The Vesper token is a new proposal for a path forward to properly represent RTU and KYC related vetted information in the context of an authentication framework. It utilizes the three-party trust concept of issuer/holder/verifier and supports selective disclosure to represent the vetting of specifically disclosed information, whom performed the vetting, whom the vetting is about, and whom needs to verify the vetted party. This represents a proposed concrete path forward to encapsulate trusted information in a properly signed and secure token that can be delivered and referenced by interested parties with confidence.
Moving Forward
The evolution of telephone numbers from simple network routing identifiers to critical components of digital identity verification. Telephone numbers are now integral identities to various services, from account recovery to two-factor authentication. The STIR/SHAKEN framework is a cornerstone protocol for the authentication of communications transactions and caller IDs on a transaction basis, ensuring that telephone numbers are not spoofed, and that the communications originator is who they claim to be. But as the industry is actively discussing, trust can only be achieved with the implementation of a trusted association of the digital identity with the verification and validation of the true party (person or business entity) that is legitimately assigned and willing to take responsibility for the actions associated with that identity. The Vesper token can represent both the RTU association with a telephone identity and vetting of that entity and their associated information. Thus, both concepts can come together to form a solid Trust Framework in the context of use of the telephone number as a true trusted identity where RTU and conformance to a set of vetting policies can be truly represented to the recipient with explicit trust.

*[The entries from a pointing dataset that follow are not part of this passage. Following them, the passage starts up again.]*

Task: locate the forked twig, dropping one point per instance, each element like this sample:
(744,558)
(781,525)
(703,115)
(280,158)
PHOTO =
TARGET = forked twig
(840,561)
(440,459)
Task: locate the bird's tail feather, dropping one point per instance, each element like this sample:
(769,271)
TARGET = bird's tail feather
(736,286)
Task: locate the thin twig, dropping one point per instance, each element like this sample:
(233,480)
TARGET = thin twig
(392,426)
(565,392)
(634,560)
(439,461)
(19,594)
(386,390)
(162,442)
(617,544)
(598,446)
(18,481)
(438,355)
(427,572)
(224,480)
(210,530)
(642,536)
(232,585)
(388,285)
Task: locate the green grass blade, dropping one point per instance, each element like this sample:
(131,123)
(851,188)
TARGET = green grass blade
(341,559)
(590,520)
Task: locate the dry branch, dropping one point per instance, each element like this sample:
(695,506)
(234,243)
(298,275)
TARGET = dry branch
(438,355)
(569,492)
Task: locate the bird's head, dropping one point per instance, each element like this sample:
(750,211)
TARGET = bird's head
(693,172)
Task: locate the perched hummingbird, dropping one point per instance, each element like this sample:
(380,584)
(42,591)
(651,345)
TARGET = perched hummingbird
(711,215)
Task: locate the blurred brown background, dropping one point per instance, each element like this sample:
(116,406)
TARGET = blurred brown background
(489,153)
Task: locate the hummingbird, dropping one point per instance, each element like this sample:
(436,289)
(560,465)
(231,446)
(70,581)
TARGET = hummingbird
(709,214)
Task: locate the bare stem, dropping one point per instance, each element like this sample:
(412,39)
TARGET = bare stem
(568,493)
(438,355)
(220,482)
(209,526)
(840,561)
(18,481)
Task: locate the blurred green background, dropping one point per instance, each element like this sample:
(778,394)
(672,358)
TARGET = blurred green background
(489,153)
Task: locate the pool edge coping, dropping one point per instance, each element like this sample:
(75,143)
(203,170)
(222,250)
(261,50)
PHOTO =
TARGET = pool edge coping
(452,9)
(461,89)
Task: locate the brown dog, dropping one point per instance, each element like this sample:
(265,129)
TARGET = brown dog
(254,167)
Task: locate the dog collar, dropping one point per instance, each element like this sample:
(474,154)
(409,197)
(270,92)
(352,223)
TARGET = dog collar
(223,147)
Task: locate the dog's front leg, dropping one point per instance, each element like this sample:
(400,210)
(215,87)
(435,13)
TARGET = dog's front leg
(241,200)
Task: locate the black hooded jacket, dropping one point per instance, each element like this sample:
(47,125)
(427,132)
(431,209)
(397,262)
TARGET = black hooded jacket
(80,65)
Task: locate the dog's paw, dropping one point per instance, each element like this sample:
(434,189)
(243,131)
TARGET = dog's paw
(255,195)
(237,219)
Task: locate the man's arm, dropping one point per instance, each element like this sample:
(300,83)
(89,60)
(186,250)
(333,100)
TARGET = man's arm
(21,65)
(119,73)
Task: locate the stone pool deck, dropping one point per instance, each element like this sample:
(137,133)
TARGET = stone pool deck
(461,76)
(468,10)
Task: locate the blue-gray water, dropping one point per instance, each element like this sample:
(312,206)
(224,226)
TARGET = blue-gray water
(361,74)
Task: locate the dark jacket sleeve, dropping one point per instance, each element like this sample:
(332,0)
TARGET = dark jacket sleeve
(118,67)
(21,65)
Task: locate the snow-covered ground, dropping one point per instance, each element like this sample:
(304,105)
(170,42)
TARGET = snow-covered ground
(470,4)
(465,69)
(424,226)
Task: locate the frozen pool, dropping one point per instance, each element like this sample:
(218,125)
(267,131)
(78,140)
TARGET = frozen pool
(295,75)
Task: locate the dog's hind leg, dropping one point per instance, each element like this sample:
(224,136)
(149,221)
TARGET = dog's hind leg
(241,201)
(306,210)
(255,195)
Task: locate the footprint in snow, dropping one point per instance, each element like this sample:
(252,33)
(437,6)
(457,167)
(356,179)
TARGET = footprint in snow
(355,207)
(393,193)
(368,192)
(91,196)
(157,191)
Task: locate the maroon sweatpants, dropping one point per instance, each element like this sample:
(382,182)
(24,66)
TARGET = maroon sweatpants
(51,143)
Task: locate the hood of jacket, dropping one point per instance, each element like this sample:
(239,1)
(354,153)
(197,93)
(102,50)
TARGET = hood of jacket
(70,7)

The telephone number is in essence the telecom industry’s most valuable asset, a globally unique identifier. Identity in the digital world is so important and crucial for communicating with each other but also for interacting with businesses and applications more generally. Wrapping the telephone number with explicit trust and an identity trust framework is at the cornerstone of what the telecommunications industry was founded. Telephone numbers as a national and global resource deserve a framework that is associated with trust and an explicit RTU association. A verifiable, transparent, but privacy-enabled trust framework is crucial for a path forward toward a trusted telephone identity to maintain its relevance as a timeless human achievement to uniquely identify ourselves on both the telephone network and beyond.